La conciliazione in sede sindacale può essere impugnata

Anche la conciliazione in sede sindacale da parte del lavoratore può essere impugnata nel caso di mancata assistenza al lavoratore

conciliazione in sede sindacale

Gli atti di rinuncia e di transazione sottoscritti dal lavoratore ed aventi ad oggetto diritti inderogabili, possono essere da lui impugnati entro il termine di sei mesi decorrenti dalla data di cessazione del rapporto di lavoro. Il lavoratore, pertanto, cessato il rapporto di lavoro, può impugnare entro i sei mesi indicati dal codice civile qualsiasi atto di transazione e di rinuncia da lui sottoscritto durante il rapporto di lavoro, anche se risalente lontano nel tempo.

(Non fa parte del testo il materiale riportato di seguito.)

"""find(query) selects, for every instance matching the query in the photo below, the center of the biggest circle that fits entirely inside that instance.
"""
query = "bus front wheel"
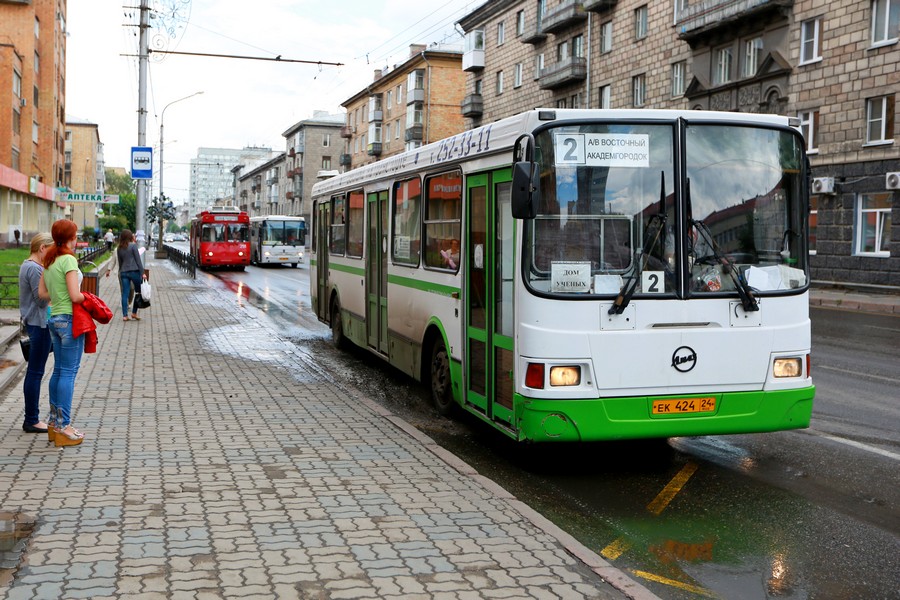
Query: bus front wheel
(441, 382)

L’articolo 2113 del codice civile prevede esplicitamente che il lavoratore non può più impugnare i suoi atti di transazione e di rinuncia contenuti nel verbale di conciliazione sottoscritto avanti il tribunale oppure nel verbale di conciliazione sottoscritto avanti l’ufficio provinciale del lavoro o nel verbale di conciliazione sottoscritto in sede sindacale.

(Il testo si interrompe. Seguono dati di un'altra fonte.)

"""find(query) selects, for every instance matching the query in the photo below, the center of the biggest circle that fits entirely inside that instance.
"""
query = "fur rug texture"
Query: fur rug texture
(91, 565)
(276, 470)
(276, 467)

L’effettiva assistenza è il requisito fondamentale

Per il combinato disposto degli artt. 2113 c.c. e 410-411 c.p.c., le rinunzie e transazioni aventi ad oggetto diritti del prestatore di lavoro derivanti da disposizioni inderogabili della legge o di contratti collettivi, contenute in verbali di conciliazione sindacale, non sono impugnabili ex art. 2113, co. 2-3 c.c., solo a condizione che l’assistenza prestata dai rappresentanti sindacali sia stata effettiva, consentendo al lavoratore di sapere a quale diritto rinunzia ed in che misura, e, nel caso di transazione, a condizione che dall’atto si evinca la “res dubia” oggetto della lite (in atto o potenziale) e le “reciproche concessioni” in cui si risolve il contratto transattivo ai sensi dell’art. 1965 c.c.

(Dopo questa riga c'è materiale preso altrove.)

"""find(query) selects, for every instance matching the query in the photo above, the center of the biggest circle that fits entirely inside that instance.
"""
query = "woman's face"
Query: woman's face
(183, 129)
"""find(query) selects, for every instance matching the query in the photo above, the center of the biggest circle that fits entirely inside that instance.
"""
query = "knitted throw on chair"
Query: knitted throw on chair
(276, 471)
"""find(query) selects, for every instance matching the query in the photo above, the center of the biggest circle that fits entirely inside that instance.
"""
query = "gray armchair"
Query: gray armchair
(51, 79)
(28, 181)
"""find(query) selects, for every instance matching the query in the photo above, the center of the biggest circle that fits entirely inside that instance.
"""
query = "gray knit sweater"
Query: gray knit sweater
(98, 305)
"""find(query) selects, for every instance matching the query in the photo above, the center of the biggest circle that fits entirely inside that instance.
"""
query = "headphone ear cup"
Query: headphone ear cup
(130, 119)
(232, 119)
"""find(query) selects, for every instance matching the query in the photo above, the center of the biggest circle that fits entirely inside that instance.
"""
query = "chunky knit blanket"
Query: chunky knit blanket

Dunue, è di fondamentale importanza il requisito dell’effettività dell’assistenza sindacale. Infatti, la presenza di un semplice sindacalista, appartenente ad una qualsiasi organizzazione sindacale diversa da quella di appartenenza del lavoratore, risulterebbe fittizia. Tale elemento, più volte confermato dalla giurisprudenza di legittimità, è stato sottolineato, recentemente, da una pronuncia della Cassazione Civile, Sezione Lavoro, 1° aprile 2019, n. 9006, la quale ha stabilito che solo un’effettiva assistenza “può porre il lavoratore in condizione che dall’atto stesso si evincano la questione controversa oggetto della lite e le reciproche concessioni in cui si risolve il contratto transattivo ai sensi dell’art. 1965 c.c”. Dunque, la presenza di un sindacalista è ritenuta fondamentale ai fini di un’effettiva tutela della parte debole del rapporto di lavoro la quale è in grado di conoscere, esclusivamente in tal maniera, i diritti a cui sta rinunciando.